New developments in TAVI technology
Apart from the devices mentioned above that have already acquired CE mark approval, several other valves have been designed that are currently undergoing clinical evaluation such as: the Sapien III (Edwards Lifesciences, Irvine, CA, USA) which incorporates an additional cuff that covers the frame of the valve and is anticipated to reduce the incidence of paravalvular leak; the Lotus valve that is both retrievable and repositionable (Boston Scientific, Natick, MA, USA), the CoreValve Evolut R (Medtronic, Minneapolis, MN, USA) that has a low delivery profile; the self-expanding Centera (Edwards Lifesciences, Irvine, CA, USA) valve which has a low frame height to reduce the risk of conduction disturbances; as well as the HLT™ (HLT Inc., Maple Grove, MN, USA) valve that was initially implanted in humans in 2009 where it was found to be associated with an increased risk of complications. This last device has recently been redesigned and currently there is a plan for clinical evaluation (Table 2).
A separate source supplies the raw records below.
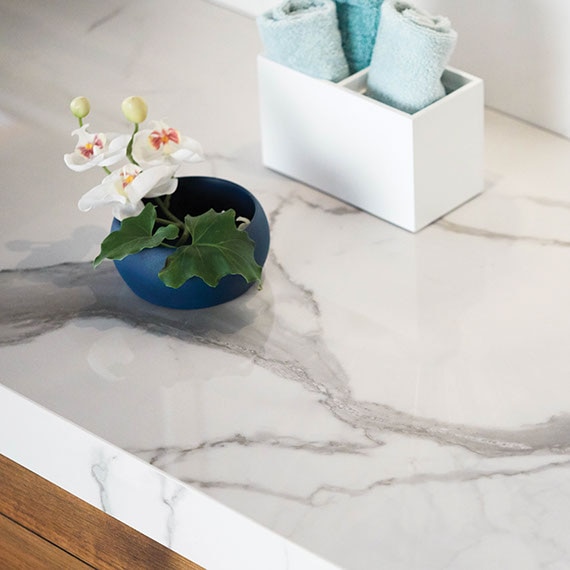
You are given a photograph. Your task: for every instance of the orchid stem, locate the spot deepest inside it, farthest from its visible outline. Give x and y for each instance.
(130, 146)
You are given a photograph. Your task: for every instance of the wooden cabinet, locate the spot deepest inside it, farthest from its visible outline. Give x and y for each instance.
(43, 527)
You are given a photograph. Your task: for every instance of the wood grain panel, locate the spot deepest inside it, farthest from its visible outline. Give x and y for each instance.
(22, 549)
(76, 527)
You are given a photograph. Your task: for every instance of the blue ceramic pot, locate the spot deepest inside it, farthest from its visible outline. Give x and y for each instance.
(196, 195)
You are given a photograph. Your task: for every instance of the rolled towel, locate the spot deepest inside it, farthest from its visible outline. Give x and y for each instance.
(411, 51)
(358, 23)
(304, 35)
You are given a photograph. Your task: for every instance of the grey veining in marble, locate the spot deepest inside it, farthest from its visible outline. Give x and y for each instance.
(387, 400)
To reduce the risk of pericardial effusion, or ventricular perforation, caused by the stiff guidewires used in TAVI procedures Roy et al have introduced a dedicated TAVI guidewire30. The proposed device is made of stainless steel that tapers gradually towards its tip, which is covered by polytetrafluoroethylene, and has a pre-shaped curve that performs at least one revolution. This design is anticipated to reduce the local force that the other wires often exert to the left ventricle during prosthesis implantation. The proposed guidewire was evaluated in a small study that included 39 patients. In all cases the guidewire was successfully positioned into the left ventricle and none of the patients experienced guidewire-related procedural complications.
Future trends in TAVI
Several small-scale studies have provided evidence that TAVI has a value for the treatment of complex patients with a failed surgically implanted bioprosthesis31. It is unclear what sizing, positioning and deployment principles should be followed during device implantation but it seems that valve-in-valve TAVI is gradually establishing itself as a valid alternative.
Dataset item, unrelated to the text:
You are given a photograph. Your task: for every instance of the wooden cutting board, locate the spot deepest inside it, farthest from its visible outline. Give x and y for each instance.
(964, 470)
A bicuspid aortic valve anatomy and a dysfunctional aortic valve with severe aortic regurgitation were considered as contraindications for TAVI. However, recent small-scale studies have shown that TAVI may be an effective alternative for the treatment of severe symptomatic aortic regurgitation or AS in patients with a bicuspid valve32-33. Although the small number of patients included in these studies does not allow us to draw firm conclusions, it is likely that in the future the applications of TAVI will expand.
Conclusions
TAVI has changed the landscape of interventional cardiology, introducing an attractive, less invasive option for the treatment of symptomatic AS. Growing evidence from large registries and randomised controlled trials has underscored the efficacy of TAVI and supported its use in selected populations, while the technological advances in valve design and TAVI-enabling devices have facilitated the procedure, reduced the risk of complications and broadened the applications of this treatment. Although there has been a tremendous evolution in this field in recent years, further research is required to confirm the long-term efficacy of the implanted devices, identify the patients who will benefit from this treatment, stratify more accurately the risk of complications, minimise periprocedural adverse events and optimise post-procedural management.
Funding
C.V. Bourantas is funded by the Hellenic Cardiological Society, Athens, Greece.
Conflict of interest statement
The authors have no conflicts of interest to declare.